İlk iki roman edebiyat yapma isteğiyle biçimlenmişti. Bu kitap ise konuyla daha yalın bir ilişkinin ürünü. 40 yaşını aşan, eylemci geçmişten gelen bir kadının Batman gerçeği karşısında duyduklarını yansıtıyor. Hemen yanıbaşımızda yaşanan bu gerçekliği topluma yansıtma gereğinin sorumluluğunu hissettim. Önce belgesel yapmak istemiştim, sonra gazetede dizi yazıya dönüştürdüm. Bu da bana yeterli gelmedi. Kaba gerçeklerle fantastik öğelerin birlikte kullanıldığı bir roman çıktı ortaya. İşin ilginç yanı, bölge insanının hayatı da böyle. Sohbet ederken anlattıkları içinde öyle fantezi öğeler var ki, insan dinlerken şaşırıyor.
Doğu’nun Çıplak Kadınları gelecekte sinemaya aktarılabilir mi?
İyi bir film olabilir. Ama çok para getirmeyeceği için yapımcı bulmak imkansız. Belgesele gelince... Batman’da üç kez intihara teşebbüs etmiş kadınla karşılaştığımda, belgeselci olarak yaşadığım profesyonel çöküşü, çaresizlik duygusunu bir süre daha aşabileceğimi sanmıyorum.
İlk iki romanla ilgili yeni gelişme var mı?
Yayımlandıktan sonra bu kitaplarla pek ilgilenemedim. Fakat Doğu’nun Çıplak Kadınları’na aynı haksızlığı yapmak istemiyorum. Yurtdışına çıkması, başka dillere çevrilmesi konusunda girişimlerde bulunuyorum.

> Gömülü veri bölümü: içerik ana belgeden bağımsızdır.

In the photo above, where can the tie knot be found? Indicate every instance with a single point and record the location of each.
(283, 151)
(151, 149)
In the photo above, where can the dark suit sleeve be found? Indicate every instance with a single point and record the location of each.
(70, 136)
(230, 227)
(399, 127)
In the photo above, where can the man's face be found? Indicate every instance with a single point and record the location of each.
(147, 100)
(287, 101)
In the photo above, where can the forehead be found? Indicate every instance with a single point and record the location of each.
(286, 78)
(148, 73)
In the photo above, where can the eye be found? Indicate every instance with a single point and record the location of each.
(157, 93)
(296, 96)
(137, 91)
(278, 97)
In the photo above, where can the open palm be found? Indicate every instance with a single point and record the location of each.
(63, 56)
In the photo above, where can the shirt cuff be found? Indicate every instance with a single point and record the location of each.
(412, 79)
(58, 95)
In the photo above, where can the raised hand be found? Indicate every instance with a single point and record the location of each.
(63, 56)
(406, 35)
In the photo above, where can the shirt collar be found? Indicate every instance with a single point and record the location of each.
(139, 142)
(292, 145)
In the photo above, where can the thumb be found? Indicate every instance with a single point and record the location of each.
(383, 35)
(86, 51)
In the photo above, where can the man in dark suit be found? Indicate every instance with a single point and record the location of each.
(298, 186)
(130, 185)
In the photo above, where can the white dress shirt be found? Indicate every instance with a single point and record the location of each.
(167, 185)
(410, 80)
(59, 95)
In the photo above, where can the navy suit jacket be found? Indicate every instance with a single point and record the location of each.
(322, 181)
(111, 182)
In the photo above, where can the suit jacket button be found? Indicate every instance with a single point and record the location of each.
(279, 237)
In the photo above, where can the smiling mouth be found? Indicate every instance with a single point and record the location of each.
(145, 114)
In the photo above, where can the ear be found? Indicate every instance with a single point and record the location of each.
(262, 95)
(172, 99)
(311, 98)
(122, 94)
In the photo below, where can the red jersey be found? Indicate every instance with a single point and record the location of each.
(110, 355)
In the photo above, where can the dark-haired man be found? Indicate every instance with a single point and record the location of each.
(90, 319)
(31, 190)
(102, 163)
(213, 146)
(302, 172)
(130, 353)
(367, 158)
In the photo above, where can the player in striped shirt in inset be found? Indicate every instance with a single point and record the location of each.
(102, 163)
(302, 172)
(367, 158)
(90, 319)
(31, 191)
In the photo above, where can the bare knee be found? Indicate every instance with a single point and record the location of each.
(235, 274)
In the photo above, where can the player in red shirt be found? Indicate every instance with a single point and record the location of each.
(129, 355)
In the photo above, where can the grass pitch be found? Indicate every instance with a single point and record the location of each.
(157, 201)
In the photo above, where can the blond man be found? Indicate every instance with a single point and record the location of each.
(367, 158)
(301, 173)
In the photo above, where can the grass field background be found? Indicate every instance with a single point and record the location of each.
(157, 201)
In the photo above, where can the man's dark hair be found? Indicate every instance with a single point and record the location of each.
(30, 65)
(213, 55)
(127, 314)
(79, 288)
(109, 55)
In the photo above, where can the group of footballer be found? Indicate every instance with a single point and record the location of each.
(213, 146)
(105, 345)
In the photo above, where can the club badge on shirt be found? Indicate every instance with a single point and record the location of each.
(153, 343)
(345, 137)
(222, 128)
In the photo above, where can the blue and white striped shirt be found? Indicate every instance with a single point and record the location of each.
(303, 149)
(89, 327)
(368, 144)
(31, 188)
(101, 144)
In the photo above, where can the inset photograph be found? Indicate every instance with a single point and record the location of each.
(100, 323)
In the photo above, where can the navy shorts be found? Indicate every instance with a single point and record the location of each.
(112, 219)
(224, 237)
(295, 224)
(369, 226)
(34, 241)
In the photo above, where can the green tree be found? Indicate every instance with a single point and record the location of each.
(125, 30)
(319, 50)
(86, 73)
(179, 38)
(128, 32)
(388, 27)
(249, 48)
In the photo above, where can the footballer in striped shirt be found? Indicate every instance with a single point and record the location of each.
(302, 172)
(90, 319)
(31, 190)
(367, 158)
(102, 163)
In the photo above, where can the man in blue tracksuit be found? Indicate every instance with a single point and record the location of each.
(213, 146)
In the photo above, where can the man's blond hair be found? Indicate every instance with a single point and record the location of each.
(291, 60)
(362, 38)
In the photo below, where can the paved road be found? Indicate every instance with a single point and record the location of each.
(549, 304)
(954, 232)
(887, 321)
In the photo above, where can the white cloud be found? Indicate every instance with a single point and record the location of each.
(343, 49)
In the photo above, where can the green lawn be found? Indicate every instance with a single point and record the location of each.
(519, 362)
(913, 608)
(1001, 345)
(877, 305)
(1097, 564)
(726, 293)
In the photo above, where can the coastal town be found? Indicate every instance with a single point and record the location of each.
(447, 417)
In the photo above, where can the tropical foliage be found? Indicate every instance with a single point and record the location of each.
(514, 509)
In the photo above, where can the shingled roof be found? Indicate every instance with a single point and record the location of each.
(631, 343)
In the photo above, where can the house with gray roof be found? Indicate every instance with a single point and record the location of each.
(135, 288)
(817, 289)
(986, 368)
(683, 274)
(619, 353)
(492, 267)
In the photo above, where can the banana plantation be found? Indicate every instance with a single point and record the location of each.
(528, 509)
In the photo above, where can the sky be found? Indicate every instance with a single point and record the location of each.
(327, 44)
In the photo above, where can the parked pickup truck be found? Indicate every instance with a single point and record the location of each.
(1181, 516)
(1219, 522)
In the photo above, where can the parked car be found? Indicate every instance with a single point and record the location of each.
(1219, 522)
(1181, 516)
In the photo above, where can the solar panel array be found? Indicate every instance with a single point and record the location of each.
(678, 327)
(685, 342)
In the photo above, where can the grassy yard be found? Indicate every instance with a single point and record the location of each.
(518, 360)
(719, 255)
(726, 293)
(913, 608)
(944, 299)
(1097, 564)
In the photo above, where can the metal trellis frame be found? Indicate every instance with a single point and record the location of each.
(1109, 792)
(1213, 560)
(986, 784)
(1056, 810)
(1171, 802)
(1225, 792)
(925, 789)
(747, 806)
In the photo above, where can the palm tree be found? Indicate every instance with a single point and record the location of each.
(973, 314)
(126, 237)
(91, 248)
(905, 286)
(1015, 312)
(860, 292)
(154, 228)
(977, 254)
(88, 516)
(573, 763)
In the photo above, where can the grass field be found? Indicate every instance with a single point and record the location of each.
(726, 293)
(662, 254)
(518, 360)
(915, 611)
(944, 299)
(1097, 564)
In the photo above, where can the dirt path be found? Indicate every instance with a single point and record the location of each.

Kahramanları erkek olan romanlar yazmayı düşünüyor musunuz?
Gelecekte yazabilirim tabii. Mor Tecavüz’ün kahramanlarından biri Kuvayı Milliyeci. Bağımsızlık için mücadele ediyor, zindana düşüyor. Romanda kadın kahramanı dengeleyici unsur olarak kullanılmıştı. Son romanda erkek dünyasını pop starı olmayı düşünen Ali dengeliyor.
Son olarak yeni projelerden bahsedelim isterseniz.
İki film projesi üzerinde çalışmaya devam ediyorum. Mine Söğüt’ün ‘Beş Sevim Apartmanı’nı sinemaya uyarlayacağız. Promete film yapımcılığını üstlenecek. Uzun zamandır gerçekleştirmeye çalıştığım ‘Roj’un Sonbaharı’ için görüşmeler sürüyor.
DÖRT BELGESEL, ÜÇ ROMANHandan Öztürk, İstanbul Üniversitesi Basın Yayın Yüksekokulu mezunu. Bir süre gazetecilik yaptıktan sonra İsviçre’ye gitti. Radyo programcılığı, sunuculuğu yaptı. Türkiye’ye döndükten sonra Haremin Büyüsü, Anadolu’nun Ana Tanrıçaları, Bir Doğu Masalı, Türk Dansları belgesellerini çekti. Film ve TV dizilerinin senaryolarını yazdı. Özel bir radyoda yöneticilik yaptı. İlk romanı Yalnız Bebekler 1996’da İletişim Yayınları, ikinci romanı Mor Tecavüz 1996’da Gala Yayıncılık’tan yayımlandı.